-
Depuis combien de temps n’avait-on pas été à ce point saisi par un début de film ? A vrai dire l’ouverture de The Brutalist nous a quand même rappelé les rumeurs sonores, stridentes et explosives, de La Zone d’intérêt. Ou le plan-séquence du Fils de Saul. Deux films qui, d’une certaine manière, traitent d’une histoire commune, et explorent l’inhumanité. Ici tout commence par un générique monochrome dont la typo très Bauhaus s’inscrit à l’écran de manière fonctionnelle et répétitive. Puis vient le chaos. Un prologue infernal qui ouvre cette oeuvre monstrueuse (dans tous les sens du terme). Pendant quelques minutes, on suit dans un bruit de machinerie industrielle assourdissant, une silhouette. L’homme court à travers un dédale de tuyaux, se cogne contre des gens, s’échappe à travers des coursives, au milieu de cris et d’un vacarme inquiétant. On ne sait pas où l’on est. On ne le saura jamais vraiment. Est-ce un camp ? une ville ? un ghetto ? une prison ? Ce passage illustre les ambitions démesurées du film - résumer en quelques minutes l'Holocauste et l'expérience migratoire du héros. Et quand la silhouette finit par apercevoir le jour, accélérer sa course, c’est pour se retrouver sur un navire devant la Statue de la Liberté. Mais celle-ci est aperçue du point de vue du héros, groggy et lessivé, allongé sur le pont. Et qui voit donc la statue inversée, la tête à l’envers. C’est le symbole de ce qui va suivre.
Laszlo Toth (Adrien Brody, regard triste et lucide, aussi impressionnant que dans Le pianiste), fut autrefois un architecte de génie à Budapest. Il a fui la guerre qui vient de se finir et il est aujourd’hui condamné à végéter chez son cousin propriétaire d’un magasin de meubles à New York. Un magnat du coin, répondant au nom très WASP de Van Buren (fantastique Guy Pearce, mi rigolard mi inquiétant), va lui donner sa chance et l’engager pour bâtir un projet hors-norme. Intitulé “Enigma of Arrival” ce premier chapitre met en lumière l’extraordinaire virtuosité de Corbet et le talent de son chef opérateur qui utilise le 70 mm de manière radicale. Ample et majestueux, ce segment pose les bases du drame à venir tout en racontant la traditionnelle aventure de l’immigrant américain. Du caniveau jusqu’au sommet.

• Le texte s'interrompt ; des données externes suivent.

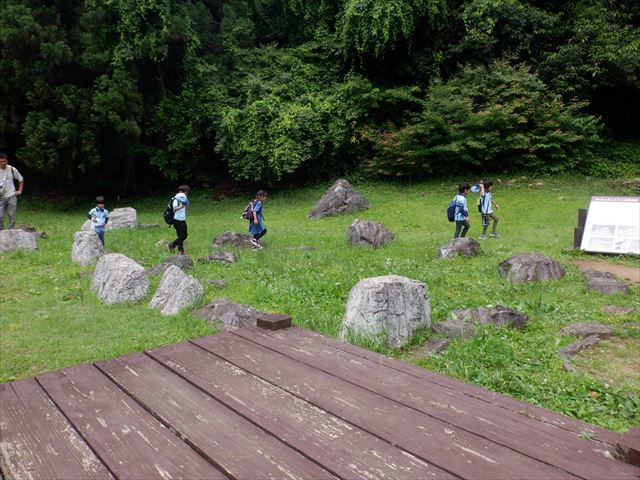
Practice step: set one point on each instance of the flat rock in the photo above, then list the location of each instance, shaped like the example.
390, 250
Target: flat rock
118, 279
87, 248
455, 329
498, 315
119, 218
12, 240
233, 239
216, 283
340, 198
616, 310
224, 257
467, 247
176, 291
224, 314
585, 329
436, 345
580, 345
529, 267
368, 233
604, 282
181, 261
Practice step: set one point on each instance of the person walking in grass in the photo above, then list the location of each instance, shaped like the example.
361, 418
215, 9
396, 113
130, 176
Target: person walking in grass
179, 204
99, 217
8, 193
462, 213
256, 224
486, 209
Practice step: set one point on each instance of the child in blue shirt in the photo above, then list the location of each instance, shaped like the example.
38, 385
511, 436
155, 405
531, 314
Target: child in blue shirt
99, 217
486, 209
256, 224
462, 214
179, 204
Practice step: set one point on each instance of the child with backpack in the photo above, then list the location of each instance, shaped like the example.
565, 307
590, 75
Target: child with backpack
99, 217
461, 216
486, 210
256, 222
179, 205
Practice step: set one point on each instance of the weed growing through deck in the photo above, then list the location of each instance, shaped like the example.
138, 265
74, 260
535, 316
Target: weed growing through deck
49, 319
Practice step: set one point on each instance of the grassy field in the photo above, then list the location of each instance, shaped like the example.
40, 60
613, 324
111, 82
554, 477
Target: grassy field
49, 319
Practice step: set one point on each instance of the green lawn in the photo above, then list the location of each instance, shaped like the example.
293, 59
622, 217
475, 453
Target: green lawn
49, 319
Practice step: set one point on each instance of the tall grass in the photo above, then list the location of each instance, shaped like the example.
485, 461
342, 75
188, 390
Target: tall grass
49, 319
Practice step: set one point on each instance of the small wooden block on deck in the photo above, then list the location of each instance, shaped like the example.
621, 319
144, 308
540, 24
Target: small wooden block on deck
274, 321
628, 448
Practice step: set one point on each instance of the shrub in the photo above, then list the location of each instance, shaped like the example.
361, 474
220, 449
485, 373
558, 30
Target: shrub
498, 118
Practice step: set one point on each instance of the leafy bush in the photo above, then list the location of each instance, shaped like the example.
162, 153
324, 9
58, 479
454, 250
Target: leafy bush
498, 118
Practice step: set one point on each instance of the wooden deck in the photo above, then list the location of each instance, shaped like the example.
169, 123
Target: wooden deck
258, 404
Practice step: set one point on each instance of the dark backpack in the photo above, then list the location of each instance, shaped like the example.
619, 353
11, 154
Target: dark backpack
451, 210
168, 212
247, 214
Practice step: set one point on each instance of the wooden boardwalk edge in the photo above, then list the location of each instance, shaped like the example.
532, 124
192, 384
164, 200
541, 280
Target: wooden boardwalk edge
539, 413
261, 403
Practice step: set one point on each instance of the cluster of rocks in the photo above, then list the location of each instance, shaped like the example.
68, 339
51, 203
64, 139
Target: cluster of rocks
462, 324
119, 279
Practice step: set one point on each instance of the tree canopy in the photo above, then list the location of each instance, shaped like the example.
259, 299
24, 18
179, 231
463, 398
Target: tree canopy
127, 93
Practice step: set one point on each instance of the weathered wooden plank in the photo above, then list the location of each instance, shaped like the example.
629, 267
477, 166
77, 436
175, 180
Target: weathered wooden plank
132, 443
236, 446
464, 454
539, 413
344, 450
533, 438
37, 442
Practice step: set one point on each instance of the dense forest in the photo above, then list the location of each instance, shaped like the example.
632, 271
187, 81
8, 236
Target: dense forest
131, 94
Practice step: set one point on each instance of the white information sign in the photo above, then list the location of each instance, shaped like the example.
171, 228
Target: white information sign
613, 225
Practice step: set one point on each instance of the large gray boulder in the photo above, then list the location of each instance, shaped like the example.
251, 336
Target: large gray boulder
118, 279
183, 262
176, 291
467, 247
389, 307
119, 218
87, 248
340, 198
12, 240
231, 239
226, 315
366, 232
528, 267
604, 282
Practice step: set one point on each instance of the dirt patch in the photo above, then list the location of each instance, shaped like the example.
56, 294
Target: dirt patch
631, 274
614, 361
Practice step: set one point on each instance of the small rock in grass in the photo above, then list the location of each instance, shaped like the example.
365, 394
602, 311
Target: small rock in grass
585, 329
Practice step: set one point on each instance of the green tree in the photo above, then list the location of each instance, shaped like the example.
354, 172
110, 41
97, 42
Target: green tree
492, 118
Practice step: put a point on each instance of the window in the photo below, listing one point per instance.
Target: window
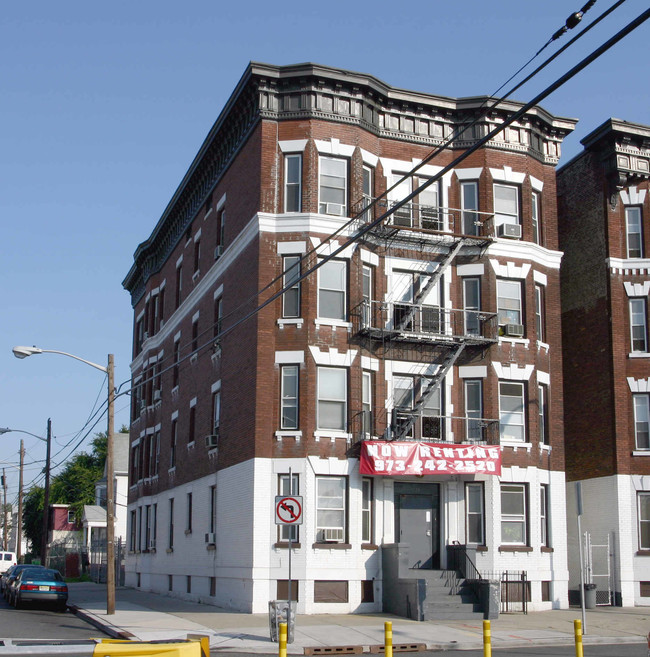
(366, 404)
(469, 208)
(474, 409)
(291, 285)
(289, 396)
(292, 183)
(634, 232)
(366, 510)
(332, 398)
(332, 186)
(366, 292)
(535, 210)
(331, 509)
(641, 421)
(286, 487)
(511, 411)
(172, 446)
(506, 204)
(472, 305)
(644, 521)
(188, 524)
(540, 323)
(179, 284)
(216, 412)
(332, 284)
(509, 306)
(543, 515)
(475, 513)
(639, 325)
(542, 393)
(170, 533)
(513, 514)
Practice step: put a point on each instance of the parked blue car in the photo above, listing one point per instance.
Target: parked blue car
(39, 585)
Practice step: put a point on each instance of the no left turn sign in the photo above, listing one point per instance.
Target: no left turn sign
(288, 510)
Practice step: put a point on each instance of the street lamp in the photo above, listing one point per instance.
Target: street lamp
(23, 352)
(46, 501)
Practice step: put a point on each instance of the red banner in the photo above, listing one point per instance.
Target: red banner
(415, 458)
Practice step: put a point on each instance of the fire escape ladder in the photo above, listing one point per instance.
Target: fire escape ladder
(407, 318)
(404, 428)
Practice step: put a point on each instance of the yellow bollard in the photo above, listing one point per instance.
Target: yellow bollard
(282, 651)
(577, 633)
(487, 639)
(388, 639)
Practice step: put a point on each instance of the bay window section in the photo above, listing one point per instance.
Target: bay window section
(333, 186)
(512, 423)
(292, 183)
(331, 509)
(332, 286)
(332, 399)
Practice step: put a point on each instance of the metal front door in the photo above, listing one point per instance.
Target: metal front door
(417, 522)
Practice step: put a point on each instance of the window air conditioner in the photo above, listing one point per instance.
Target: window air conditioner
(511, 231)
(333, 534)
(334, 208)
(514, 330)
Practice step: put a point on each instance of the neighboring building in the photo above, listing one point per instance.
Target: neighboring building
(432, 327)
(603, 206)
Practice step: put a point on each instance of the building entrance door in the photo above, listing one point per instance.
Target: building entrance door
(417, 522)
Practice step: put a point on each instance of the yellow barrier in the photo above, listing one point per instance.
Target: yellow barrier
(577, 632)
(282, 650)
(124, 648)
(388, 639)
(487, 639)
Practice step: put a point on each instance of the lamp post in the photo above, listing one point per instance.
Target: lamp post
(46, 501)
(24, 352)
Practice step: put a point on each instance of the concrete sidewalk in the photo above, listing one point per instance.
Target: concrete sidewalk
(149, 616)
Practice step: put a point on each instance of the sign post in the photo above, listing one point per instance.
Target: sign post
(288, 511)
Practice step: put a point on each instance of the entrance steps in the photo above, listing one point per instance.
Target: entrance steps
(446, 597)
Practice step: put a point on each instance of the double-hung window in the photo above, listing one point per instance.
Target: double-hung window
(512, 406)
(474, 513)
(289, 395)
(474, 409)
(469, 208)
(292, 183)
(332, 286)
(332, 398)
(509, 302)
(639, 325)
(642, 421)
(331, 505)
(506, 204)
(333, 186)
(514, 530)
(643, 501)
(291, 285)
(288, 487)
(634, 232)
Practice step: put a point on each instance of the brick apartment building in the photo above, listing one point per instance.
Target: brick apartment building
(603, 201)
(438, 328)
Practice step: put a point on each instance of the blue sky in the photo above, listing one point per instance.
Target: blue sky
(103, 107)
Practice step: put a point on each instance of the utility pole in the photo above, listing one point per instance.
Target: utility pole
(110, 492)
(46, 501)
(4, 510)
(19, 532)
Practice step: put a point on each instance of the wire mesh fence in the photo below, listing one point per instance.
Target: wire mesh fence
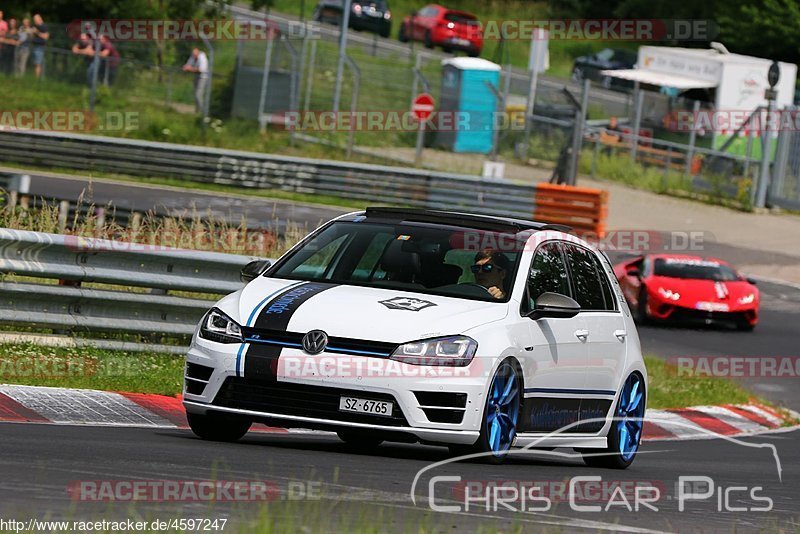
(631, 136)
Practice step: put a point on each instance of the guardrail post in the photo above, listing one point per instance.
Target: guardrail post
(63, 215)
(748, 154)
(100, 220)
(692, 137)
(310, 78)
(415, 79)
(353, 102)
(636, 121)
(265, 80)
(766, 157)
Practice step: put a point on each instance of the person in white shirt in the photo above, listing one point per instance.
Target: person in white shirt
(198, 64)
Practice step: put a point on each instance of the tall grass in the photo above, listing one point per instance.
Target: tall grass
(193, 232)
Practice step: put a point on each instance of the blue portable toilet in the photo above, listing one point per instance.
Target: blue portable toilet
(466, 95)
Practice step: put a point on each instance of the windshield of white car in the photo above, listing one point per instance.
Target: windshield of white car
(694, 269)
(420, 258)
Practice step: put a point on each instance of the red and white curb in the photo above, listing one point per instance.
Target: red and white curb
(34, 404)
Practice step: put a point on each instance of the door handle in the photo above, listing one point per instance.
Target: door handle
(582, 334)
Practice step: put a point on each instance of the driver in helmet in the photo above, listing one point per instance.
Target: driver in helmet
(490, 270)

Le deuxième chapitre (après un entracte de 15 minutes) va s’employer à détruire tout cela : le film brosse alors le portrait du magnat mégalo et met en scène le fossé culturel qui oppose la naïveté et la « pseudo » innocence américaine au tragique européen, auscultant sans pitié l’antisémitisme fifties des USA, l’un des piliers de l’âge d’or du pays. Toth se heurte progressivement à la haute bourgeoisie protestante qui voit d’un très mauvais œil ce juif, lesté du poids de la vieille culture européenne et qui veut imposer de nouveaux standards de construction, prendre de plus en plus de place dans la communauté. Et alors qu’on s’attendait à voir la quête et la construction d’une oeuvre d’art totale et sublime (le chapitre s’intitule « The Hardcore of Beauty »), ce volet concasse les fondements du rêve américain met en scène la bataille entre la forme et la fonction, entre la beauté et l'horreur, racontant comment l’American Dream est en fait une machine cauchemardesque qui broie les immigrants et recrache leurs cadavres pour nourrir son sol.